A Comment -- General Comments From an Expert (A Commentary)

COMMENT
Market Outlook. Seeing a good correction now in the markets. Be patient and take a disciplined approach to allocating capital. Think of it as buying good stocks on sale now. Corrections and higher volatilities are a normal part of the market. When the whole market corrects, that is an opportunity to pick up real good companies that are trading a low valuations. He thinks the US economy will slow next year but does not see a recession. He thinks the Feds may raise rates next year just once or twice depending on the economy.
COMMENT
Today's Canadian fall fiscal update was exactly what the market expected, though Morneau didn't go as far as Trump. He hopes it's a shot in the arm, but those looking for relief from the WCS differential saw nothing concrete. Also today, oil rallied, but what can happen until pipelines are built? The lack of pipelines are a man-made problem and didn't have to happen. Maybe use a legal remedy by Ottawa to build new pipelines. Today, US markets saw some relief today. TSX outperformed New York in the past month, which is encouraging. We're 90% done this correction with maybe another 3% down to go.
COMMENT
What’s pushing markets down? Since October, and especially this past week, fight between earnings and interest rates and the consequent uncertainty. Optimism on earnings side from analysts, giving way to pessimism that earnings will slow down plus rising interest rates. Earnings expectations too rosy going into 2019. Yields are down from their highs, but Fed is conveying rising rates both in US and Canada, affecting equity prices.
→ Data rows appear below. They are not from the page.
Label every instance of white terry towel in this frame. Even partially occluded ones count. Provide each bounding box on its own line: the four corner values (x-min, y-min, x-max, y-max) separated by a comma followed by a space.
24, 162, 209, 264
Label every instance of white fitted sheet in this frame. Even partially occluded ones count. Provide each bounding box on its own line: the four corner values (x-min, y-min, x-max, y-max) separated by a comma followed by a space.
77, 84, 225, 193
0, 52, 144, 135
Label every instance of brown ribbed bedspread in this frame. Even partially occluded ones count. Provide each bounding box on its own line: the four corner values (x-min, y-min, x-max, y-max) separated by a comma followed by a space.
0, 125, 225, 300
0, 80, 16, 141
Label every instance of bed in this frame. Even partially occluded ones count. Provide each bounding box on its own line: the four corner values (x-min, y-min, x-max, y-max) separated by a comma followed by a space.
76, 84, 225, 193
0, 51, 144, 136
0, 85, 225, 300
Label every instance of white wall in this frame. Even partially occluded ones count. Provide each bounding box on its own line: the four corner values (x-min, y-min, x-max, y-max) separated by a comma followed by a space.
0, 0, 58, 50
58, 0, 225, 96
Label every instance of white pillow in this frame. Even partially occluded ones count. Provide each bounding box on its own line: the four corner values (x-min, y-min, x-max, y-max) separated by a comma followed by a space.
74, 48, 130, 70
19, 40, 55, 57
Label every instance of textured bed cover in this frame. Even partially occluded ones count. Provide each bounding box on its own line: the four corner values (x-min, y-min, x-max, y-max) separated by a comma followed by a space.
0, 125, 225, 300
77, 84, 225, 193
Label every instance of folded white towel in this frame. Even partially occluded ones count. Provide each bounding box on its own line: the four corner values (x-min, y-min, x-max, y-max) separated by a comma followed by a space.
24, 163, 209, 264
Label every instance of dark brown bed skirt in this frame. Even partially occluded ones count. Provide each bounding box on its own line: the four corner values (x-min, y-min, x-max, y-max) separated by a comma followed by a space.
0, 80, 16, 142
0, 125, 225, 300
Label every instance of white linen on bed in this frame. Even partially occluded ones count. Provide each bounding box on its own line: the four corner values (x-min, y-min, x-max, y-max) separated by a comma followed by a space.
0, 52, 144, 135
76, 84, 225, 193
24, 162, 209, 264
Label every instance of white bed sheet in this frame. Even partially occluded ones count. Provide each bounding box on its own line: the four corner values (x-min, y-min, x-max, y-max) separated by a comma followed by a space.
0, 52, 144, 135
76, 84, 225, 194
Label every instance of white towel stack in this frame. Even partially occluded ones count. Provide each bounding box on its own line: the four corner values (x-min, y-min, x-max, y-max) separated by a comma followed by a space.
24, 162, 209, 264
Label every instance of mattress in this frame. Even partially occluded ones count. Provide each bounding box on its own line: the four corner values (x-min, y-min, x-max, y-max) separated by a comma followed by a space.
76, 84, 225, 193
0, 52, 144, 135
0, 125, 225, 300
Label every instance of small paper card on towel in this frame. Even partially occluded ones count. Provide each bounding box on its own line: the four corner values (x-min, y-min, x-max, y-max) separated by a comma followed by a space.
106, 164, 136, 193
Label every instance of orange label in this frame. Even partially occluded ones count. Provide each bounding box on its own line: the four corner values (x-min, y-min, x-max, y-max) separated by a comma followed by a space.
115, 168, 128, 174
All this is taking the bloom off equity markets.
COMMENT
Facebook down 40% since July. It’s down, but not as dramatic as earlier in the year. It’s decline is company specific, but it’s also a factor for the tech sector which has come down. A lot of tech companies are doing well, and when they go on sale, that’s a positive.
COMMENT
Nobody likes a prolonged sell-off. Money managers, in reaction to clients calling them during this correction, are selling the baby with the bathwater. Today, oil went down 7%--uncommon--and there was a lot of negativity about Boeing, which is a barometer about China/US trade tariffs. Boeing called off a conference call, and investors want information about their companies. This selling stampede will continue and it's indiscriminate, then a rotation in the value names. The next few weeks will be telling. He has sold off and now holds up to 45-70% cash in some accounts. Investors are running to defence stocks. If the S&P can bounce off its 2018 lows from January and October, then that's positive.
N/A
Market. The conference this weekend was a bit of a surprise. It looked like they were making some progress. Theft of intellectual property is a big thing. He is doubtful that this will get solved two weeks from now in Argentina. The markets for the next little will find this to be a significant negative factor. The price of oil for the last 8 weeks has been making lower lows and lower highs. He does not see that it will collapse now. We will probably get a tradable bounce in the energy sector. As global numbers have come in the last number of weeks, purchasing managers are cutting back. The Fed is indicating they cannot raise rates as much as they thought they could do a month ago.
COMMENT
Oil and Natural Gas – An ETF for gas and light oil. There is a split between traditional oil production and natural gas. ZJN-T covers this in Canada. XEG-T is the broad Canadian energy market. ZEO-T is equal weight. There is no split between heavy and light oil via ETF.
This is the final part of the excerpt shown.